Word in Alutiiq: Ag’waneq
In a sentence:

Una Ag’wanermiu’aq. - This one is an Afognak person.

MP3 File: Afognak

Afognak Island lies at the northern end of the Kodiak Archipelago, just a few miles from the tip of Kodiak Island. It is the second-largest island in the region, covering more than 780 square miles. Like much of Kodiak, Afognak is mountainous with an intricate coastline. Islets dot a shoreline broken by long narrow fjords. The island is unique, however, in that it is heavily forested. Over the last 900 years, the forest of the Kenai Peninsula spread gradually south, blanketing Afognak Island with a lush cover of spruce trees and sphagnum moss.

One of Afognak’s best-known features is the Afognak River, a productive salmon stream that empties into Afognak Bay on the southern end of the Island.

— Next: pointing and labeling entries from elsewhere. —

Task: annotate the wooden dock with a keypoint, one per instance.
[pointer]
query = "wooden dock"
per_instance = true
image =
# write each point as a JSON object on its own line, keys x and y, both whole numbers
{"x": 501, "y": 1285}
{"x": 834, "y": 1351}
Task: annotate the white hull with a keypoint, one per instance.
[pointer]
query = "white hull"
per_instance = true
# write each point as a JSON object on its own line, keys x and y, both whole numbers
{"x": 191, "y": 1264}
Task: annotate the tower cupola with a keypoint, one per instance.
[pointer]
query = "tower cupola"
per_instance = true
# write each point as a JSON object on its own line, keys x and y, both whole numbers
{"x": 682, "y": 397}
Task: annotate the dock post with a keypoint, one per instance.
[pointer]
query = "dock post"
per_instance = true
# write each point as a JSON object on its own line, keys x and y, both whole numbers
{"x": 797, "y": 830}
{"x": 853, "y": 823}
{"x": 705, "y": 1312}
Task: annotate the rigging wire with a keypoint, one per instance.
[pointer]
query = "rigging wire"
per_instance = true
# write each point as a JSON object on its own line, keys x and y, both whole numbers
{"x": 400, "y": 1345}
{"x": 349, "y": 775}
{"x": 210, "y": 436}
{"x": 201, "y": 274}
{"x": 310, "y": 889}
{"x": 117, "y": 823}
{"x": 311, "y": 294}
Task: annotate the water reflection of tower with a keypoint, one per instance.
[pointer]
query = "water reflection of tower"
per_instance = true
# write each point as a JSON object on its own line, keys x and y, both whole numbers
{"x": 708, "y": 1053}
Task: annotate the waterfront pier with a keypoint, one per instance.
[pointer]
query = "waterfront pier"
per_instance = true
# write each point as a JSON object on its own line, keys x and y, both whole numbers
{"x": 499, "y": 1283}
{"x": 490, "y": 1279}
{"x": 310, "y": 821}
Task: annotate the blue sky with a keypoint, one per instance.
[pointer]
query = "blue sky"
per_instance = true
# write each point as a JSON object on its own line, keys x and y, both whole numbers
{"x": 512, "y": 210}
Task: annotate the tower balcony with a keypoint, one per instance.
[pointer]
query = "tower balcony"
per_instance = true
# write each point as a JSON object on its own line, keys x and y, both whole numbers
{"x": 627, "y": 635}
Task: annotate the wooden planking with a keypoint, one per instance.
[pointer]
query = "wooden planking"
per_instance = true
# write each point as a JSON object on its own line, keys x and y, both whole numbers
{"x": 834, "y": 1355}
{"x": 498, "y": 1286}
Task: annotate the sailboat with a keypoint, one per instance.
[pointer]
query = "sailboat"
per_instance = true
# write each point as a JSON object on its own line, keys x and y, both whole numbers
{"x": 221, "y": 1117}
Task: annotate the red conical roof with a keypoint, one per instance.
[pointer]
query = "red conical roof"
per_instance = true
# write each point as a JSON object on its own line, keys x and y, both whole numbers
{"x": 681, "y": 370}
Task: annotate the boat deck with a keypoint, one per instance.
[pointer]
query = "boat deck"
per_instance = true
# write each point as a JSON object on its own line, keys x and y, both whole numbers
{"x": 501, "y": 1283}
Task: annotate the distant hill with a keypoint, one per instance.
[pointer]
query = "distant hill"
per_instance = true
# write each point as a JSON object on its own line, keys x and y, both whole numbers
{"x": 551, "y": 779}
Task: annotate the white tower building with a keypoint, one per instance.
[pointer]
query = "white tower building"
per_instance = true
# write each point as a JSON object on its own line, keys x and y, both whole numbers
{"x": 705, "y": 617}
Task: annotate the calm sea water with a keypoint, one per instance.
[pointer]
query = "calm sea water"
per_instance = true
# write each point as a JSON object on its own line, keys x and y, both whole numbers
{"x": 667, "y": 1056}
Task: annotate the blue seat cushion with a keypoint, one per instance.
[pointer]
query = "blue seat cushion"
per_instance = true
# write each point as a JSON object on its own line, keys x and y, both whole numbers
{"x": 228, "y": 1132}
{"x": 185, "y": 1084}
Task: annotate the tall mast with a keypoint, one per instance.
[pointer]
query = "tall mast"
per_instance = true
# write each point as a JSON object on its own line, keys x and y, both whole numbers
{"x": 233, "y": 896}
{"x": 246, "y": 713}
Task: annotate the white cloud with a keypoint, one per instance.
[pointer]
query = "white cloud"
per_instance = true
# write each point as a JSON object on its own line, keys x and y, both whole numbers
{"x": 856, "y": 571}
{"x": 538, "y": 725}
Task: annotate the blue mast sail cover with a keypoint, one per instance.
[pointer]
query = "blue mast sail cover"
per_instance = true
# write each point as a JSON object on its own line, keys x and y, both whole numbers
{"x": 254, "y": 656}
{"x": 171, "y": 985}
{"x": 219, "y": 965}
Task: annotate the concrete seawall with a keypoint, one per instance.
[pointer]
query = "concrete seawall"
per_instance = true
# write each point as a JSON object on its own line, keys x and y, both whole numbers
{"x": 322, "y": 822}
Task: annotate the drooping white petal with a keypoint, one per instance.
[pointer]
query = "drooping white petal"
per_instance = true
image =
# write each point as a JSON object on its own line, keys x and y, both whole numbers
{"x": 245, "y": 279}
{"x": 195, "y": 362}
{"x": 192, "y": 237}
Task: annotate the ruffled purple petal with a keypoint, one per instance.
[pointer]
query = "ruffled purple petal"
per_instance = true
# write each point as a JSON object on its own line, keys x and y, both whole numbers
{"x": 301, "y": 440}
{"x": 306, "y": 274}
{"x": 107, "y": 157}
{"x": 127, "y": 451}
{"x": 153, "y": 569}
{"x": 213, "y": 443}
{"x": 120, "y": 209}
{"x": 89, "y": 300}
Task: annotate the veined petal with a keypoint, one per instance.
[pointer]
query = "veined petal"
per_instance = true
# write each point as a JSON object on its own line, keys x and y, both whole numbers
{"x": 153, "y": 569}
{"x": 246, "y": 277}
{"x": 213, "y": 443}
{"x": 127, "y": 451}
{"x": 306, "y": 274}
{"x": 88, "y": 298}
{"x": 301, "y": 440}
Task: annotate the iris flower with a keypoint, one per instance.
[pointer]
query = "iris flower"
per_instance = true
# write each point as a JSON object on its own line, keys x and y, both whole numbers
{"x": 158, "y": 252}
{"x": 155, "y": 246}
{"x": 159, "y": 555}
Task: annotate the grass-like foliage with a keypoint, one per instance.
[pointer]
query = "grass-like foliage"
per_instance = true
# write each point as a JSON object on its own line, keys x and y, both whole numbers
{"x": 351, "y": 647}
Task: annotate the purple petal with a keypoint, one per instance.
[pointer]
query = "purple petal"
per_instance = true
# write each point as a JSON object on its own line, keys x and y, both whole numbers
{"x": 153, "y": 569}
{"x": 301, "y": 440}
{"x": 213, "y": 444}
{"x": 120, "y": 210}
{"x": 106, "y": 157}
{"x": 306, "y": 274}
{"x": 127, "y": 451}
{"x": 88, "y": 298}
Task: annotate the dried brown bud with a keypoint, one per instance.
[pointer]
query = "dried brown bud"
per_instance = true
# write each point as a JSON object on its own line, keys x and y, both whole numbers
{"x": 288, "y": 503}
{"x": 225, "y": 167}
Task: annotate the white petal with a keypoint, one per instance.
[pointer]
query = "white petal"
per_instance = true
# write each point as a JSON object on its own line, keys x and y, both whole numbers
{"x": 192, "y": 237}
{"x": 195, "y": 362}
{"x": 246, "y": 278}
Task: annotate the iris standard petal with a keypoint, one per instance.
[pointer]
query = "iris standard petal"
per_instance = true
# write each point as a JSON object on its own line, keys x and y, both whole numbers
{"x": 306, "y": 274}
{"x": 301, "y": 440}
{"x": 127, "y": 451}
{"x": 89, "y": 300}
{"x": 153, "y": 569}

The banks of this river have been occupied for millennia. Archaeological data indicate that Alutiiq people harvested resources here repeatedly over the past seven thousand years. In the historic era, Russian-American Company laborers built a dam in the river, called a zapor, to trap spawning salmon. Alutiiq people harvested and dried these fish, which were used both to feed company workers and the Native community.

By the 1830s, numerous families lived in Afognak village, a community to the west of the river mouth. The village had two distinct parts. Aleut Town, at one end, was home to Alutiiq families. Russian Town, at the other end, housed retired Russian men, their Native wives, and their Creole children. The community had vegetable gardens, a fleet of wooden rowboats, and a Russian Orthodox Church.

Afognak remained a thriving community until 1964, when tsunamis following the Great Alaska Earthquake flooded the village. Seawater washed away many buildings, damaged others, and polluted wells, forcing residents to move. The International Lions club helped to build Port Lions, a new community on the shore of nearby Kizhuyak Bay. Although Afognak village is no longer inhabited, it is not abandoned. Families continue to feel strong ties to the area. They visit the community, share it with friends and family members, and hunt and fish in the surrounding area. Afognak village remains a beloved place to many Alutiiq families.

Photo: Aerial view of the Afognak Village area, 2012.